Facebook’s report indicates that the amount of hate speech being acted on has been growing steadily. Whether that’s a result of Facebook better enforcing its own rules or an uptick in this sort of content being posted is not clear from the numbers provided. In any case, those numbers are almost sure to spike in the company’s next transparency report: In March, the company finally decided include white nationalism and white separatism in its definition of hate speech.

While Facebook—and, hell, every other tech firm—touts AI as a catchall solution to the problem of moderating at massive scale, the transparency report reveals that the nuances of hate speech make it harder to act on proactively. While Facebook claims it’s been catching over 99 per cent of spam, terrorist propaganda, and child exploitation content on its platform before users flag it, the new transparency reports states that less than two-thirds of hate speech posts are similarly acted on before being reported by users. Hence, one assumes, the need for a specialised hate speech team.

Of course, the scale of Facebook makes it ripe for abuse, both of the hate speech and disinformation variety—and that’s not even mentioning the company’s own repeated failure to appropriately secure consumers’ data. Politicians like Elizabeth Warren and Bernie Sanders, as well as early Facebook figures Robert McNamee and Chris Hughes have all, as a result, called for the company to be broken up by antitrust laws—the very suggestion of which set Zuckerberg off on today’s call.

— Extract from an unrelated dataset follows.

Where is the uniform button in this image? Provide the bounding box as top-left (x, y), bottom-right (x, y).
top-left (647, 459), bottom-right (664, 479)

Claiming that the most pressing issues of the day would not be remedied by disentangling Facebook’s various products and business goals, the CEO half-bragged that, “the amount of capital we are able to invest in all the safety systems that go into what we’re talking about today [is] greater than the whole revenue of our company in the year before we went public, in 2012—just earlier this decade. In one decade the success of this company has allowed us to fund these efforts at a massive level. I think the amount of our budget that goes towards our safety systems is greater than Twitter’s whole revenue this year.”

“I really believe that the fight against harmful content is an incredibly important one,” Zuckerberg added. “We’re fully invested in this and we’ll continue to do even more and that’s kind of my view on this.”